I’m pretty sure my Belladone wings go right to the edge. And I too put the zip in down a centimetre or two, but I’ve found that I didn’t need the hook and eye, I just tacked the two edges together with a few stitches above the zip, and I still have plenty of room for getting in and out of the two versions I’ve made.
I just saw your post, I’m behind in my blog reading! Loved your dress, and it was such a fun meeting. Thanks for putting in the photo of my hat! 🙂
Ok, that gif had me laughing so hard! It’s so awesome, just like your dress. And thank you for sharing photos of your group meet up! It’s so cool to see a group of fellow cat ladies hanging out. Just wish I could have been there too 🙂
I just made one of these recently http://createhopeinspire.blogspot.co.nz/2014/11/make-my-week-deer-and-doe-belladone.html and didn’t have those issues but I definitely want to lengthen the bodice and grade mine in at the waist. It is such a cute pattern though I will definitely be making another! Love the colour of yours.

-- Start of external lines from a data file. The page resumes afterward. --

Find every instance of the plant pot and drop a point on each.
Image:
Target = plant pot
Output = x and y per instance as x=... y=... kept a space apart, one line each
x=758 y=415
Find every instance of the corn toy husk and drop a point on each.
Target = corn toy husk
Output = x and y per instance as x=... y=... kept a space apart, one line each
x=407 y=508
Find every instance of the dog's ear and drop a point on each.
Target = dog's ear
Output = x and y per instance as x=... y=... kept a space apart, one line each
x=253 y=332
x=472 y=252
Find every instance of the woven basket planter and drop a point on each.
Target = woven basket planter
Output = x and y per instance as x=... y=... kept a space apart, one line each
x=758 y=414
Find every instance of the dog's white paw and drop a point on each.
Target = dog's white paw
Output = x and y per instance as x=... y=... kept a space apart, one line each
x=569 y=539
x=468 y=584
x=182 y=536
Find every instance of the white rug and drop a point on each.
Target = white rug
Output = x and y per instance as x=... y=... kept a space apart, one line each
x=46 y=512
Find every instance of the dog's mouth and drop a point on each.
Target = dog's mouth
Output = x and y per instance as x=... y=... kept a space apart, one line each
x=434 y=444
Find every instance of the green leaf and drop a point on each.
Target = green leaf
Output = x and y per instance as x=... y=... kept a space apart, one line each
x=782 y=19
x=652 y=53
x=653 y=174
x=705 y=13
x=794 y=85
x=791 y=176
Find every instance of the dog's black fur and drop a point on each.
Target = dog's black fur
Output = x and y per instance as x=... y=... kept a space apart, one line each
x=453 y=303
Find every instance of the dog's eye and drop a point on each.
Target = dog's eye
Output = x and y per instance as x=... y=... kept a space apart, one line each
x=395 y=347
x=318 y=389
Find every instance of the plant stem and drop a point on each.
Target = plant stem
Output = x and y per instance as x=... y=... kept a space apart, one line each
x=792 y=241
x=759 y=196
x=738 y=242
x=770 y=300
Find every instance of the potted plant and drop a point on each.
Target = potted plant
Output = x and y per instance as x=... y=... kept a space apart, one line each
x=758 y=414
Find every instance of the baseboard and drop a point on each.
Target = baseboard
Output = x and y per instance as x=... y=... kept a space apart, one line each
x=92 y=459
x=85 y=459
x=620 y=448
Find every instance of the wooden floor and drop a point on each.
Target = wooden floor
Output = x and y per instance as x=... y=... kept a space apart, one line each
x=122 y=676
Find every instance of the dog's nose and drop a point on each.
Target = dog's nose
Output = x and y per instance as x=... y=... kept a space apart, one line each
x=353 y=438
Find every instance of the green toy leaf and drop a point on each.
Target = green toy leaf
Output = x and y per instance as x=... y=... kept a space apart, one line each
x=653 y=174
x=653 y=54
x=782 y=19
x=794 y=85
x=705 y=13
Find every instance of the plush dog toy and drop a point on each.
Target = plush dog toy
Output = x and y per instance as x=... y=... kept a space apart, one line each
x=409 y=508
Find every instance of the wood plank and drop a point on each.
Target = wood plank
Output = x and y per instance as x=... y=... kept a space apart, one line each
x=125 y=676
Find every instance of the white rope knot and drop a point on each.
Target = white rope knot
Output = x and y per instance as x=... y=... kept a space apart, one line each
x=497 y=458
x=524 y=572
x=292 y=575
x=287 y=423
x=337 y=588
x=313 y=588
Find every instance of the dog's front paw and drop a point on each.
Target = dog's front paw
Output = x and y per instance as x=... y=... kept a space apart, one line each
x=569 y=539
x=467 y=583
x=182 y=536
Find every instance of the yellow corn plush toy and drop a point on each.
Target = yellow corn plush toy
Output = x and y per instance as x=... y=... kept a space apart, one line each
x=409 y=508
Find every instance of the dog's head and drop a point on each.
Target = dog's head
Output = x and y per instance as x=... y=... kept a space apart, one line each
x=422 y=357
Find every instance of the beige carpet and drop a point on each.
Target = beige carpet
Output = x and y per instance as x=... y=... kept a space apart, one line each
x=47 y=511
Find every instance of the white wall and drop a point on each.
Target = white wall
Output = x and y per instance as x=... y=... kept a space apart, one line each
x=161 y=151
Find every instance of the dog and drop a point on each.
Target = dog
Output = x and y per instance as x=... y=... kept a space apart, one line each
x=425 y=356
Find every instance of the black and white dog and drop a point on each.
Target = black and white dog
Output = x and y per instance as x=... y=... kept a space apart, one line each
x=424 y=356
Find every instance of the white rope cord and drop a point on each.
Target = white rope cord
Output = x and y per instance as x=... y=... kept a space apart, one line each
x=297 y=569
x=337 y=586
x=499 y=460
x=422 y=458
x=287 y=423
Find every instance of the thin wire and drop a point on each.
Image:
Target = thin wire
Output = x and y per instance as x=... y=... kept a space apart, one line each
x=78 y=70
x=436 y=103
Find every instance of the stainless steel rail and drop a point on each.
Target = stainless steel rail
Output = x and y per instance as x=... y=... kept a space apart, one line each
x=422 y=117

Your dress is great! I’m pretty sure that I didn’t have this drafting issue (I’ve made the Belladone twice). With the invisible zip, I inserted it starting about 5cm down from the top seam which looks a bit neater. Perhaps it makes the dress a bit trickier to get in and out of but it’s not been a big problem http://funkbunnysgarden.blogspot.com.au/2013/09/tiger-print-belladone-frocktails-dress.html
Wow thanks for all the details! I love the design on the back. It is a very unique dress.
what a lovely dress, worth the trouble I hope, you look great in it and love the group photo, you all look cool!
That dress is lovely and I am sure my daughter would like it. Thanks for pointing out the problems you had with the pattern – I will be sure to check those if I make it.
I had to go back and re-read this because I was so awed by your self-made bias tape. I have been sewing off and on for over 50 years but only recently learned to make my own bias tape, so reading you had some just lying about was inspiring and, well, awesome.
Your dress is adorable, looks fab on you, and I’m not surprised about the drafting error. Back when I first learned to sew, commercial patterns were reliable – know your measurements-choose a pattern-sew and go. But since the late 90s that’s changed, I haven’t been able to sew any pattern from any commercial maker without first doing a muslin to make adjustments and corrections – even the most simple, marked as ‘learn to sew’ patterns. Very annoying and time consuming but heigh ho, we budget the time and get on with it:)
I had exactly the same problem with the back neckline, I assumed it was me but perhaps it was an error with the pattern. I also made exactly the same tuck in the list back bodice (now changed on pattern piece), and have the same pulling at the back neckline as you.
Your version us very cute though!
The fabric is adorable and the dress looks so cute. Congrats!
I always create my own patterns and still sometimes you only find out which adjustments need to be made at fitting. It is a bit frustrating to cut and sew over and over again, but it is part of the process of having one-of-a-kind outfits with perfect fit. Please keep sharing your sewing experinces!
Ooh what fun, nice to see a gathering of feline sewists!
Your dress looks lovely! I love the style, the back is really cute and looks especially cute in the kitty fabric. So very interesting about the pattern faults, look forward to knowing if others have had the same issue.